Theoretical Framework for the Optimization of Microphone Array Configuration for Humanoid Robot Audition
Vladimir Tourbabin, Boaz Rafaely
TL;DR
This work addresses the lack of a theoretical framework for designing microphone arrays on humanoid robots by introducing a wide-band GHRTF-based measurement model and a principled array-quality measure, the effective rank $\mathcal{R}(\mathbf{H})$. It shows how a higher $\mathcal{R}(\mathbf{H})$ improves beamformer robustness and MUSIC DOA accuracy and proposes a GA-based optimization to place microphones on a head surface to maximize $\mathcal{R}$. The authors validate the framework with a GHRTF database generated on a KU-100 head, demonstrating that high-rank arrays yield significantly better robustness (up to tens of dB) and lower DOA variance, especially under low SNR and at low frequencies. This work provides a practical, information-theoretic criterion for principled microphone placement in humanoid-robot audition, enabling improved sound localization and separation in realistic multi-source environments.
Abstract
An important aspect of a humanoid robot is audition.
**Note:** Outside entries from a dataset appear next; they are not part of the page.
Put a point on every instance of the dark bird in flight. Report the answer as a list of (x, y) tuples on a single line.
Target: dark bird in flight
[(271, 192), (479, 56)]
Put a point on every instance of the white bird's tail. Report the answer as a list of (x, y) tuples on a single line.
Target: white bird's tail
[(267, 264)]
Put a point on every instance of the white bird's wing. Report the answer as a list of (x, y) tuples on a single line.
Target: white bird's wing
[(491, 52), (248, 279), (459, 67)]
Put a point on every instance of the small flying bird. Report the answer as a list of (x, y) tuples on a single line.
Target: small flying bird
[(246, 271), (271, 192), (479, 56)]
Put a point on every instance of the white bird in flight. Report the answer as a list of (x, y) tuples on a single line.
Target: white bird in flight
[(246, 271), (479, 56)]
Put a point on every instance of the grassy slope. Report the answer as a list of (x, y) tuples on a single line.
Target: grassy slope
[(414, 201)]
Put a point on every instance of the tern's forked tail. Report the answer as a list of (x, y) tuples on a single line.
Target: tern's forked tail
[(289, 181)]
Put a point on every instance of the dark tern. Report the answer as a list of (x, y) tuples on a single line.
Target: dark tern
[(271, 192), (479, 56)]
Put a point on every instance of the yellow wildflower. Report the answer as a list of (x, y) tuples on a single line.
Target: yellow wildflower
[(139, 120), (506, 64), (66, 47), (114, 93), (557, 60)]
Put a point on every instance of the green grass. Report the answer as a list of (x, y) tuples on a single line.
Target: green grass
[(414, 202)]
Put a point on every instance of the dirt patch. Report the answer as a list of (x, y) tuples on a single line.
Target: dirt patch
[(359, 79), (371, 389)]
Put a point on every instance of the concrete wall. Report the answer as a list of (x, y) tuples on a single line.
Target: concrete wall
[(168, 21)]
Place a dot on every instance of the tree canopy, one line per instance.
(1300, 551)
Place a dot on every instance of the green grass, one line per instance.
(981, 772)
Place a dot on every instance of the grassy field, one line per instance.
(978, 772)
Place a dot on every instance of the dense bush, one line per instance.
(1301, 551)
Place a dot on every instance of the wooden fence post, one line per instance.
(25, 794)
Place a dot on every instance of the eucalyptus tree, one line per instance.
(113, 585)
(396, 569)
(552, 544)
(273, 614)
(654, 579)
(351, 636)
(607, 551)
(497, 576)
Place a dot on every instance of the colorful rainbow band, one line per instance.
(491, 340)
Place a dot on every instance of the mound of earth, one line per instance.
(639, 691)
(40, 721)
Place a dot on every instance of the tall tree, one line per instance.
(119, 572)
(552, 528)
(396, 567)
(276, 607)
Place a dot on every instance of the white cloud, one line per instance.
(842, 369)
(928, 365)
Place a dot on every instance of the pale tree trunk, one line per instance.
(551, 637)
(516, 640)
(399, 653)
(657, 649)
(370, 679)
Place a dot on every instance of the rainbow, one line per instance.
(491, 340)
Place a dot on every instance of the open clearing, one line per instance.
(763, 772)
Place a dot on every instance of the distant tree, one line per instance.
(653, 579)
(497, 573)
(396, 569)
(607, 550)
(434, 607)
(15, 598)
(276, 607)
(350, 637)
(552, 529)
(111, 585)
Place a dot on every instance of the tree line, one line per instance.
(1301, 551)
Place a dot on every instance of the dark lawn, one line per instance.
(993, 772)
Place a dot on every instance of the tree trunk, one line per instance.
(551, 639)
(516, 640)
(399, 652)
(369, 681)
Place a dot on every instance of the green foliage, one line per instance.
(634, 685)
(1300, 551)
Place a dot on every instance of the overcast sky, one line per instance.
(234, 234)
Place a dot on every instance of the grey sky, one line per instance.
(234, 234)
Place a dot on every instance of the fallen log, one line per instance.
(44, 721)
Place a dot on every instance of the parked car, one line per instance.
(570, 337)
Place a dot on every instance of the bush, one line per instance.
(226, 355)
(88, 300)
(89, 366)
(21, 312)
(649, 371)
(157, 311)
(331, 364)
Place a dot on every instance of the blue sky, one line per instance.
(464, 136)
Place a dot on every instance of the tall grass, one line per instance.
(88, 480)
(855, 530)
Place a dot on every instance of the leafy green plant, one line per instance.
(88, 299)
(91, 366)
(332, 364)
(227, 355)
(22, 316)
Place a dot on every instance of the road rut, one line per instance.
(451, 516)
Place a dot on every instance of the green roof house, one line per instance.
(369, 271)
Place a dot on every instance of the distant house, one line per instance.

Previous work has presented robot systems capable of sound localization and source segregation based on microphone arrays with various configurations. However, no theoretical framework for the design of these arrays has been presented. In the current paper, a design framework is proposed based on a novel array quality measure. The measure is based on the effective rank of a matrix composed of the generalized head related transfer functions (GHRTFs) that account for microphone positions other than the ears. The measure is shown to be theoretically related to standard array performance measures such as beamforming robustness and DOA estimation accuracy. Then, the measure is applied to produce sample designs of microphone arrays. Their performance is investigated numerically, verifying the advantages of array design based on the proposed theoretical framework.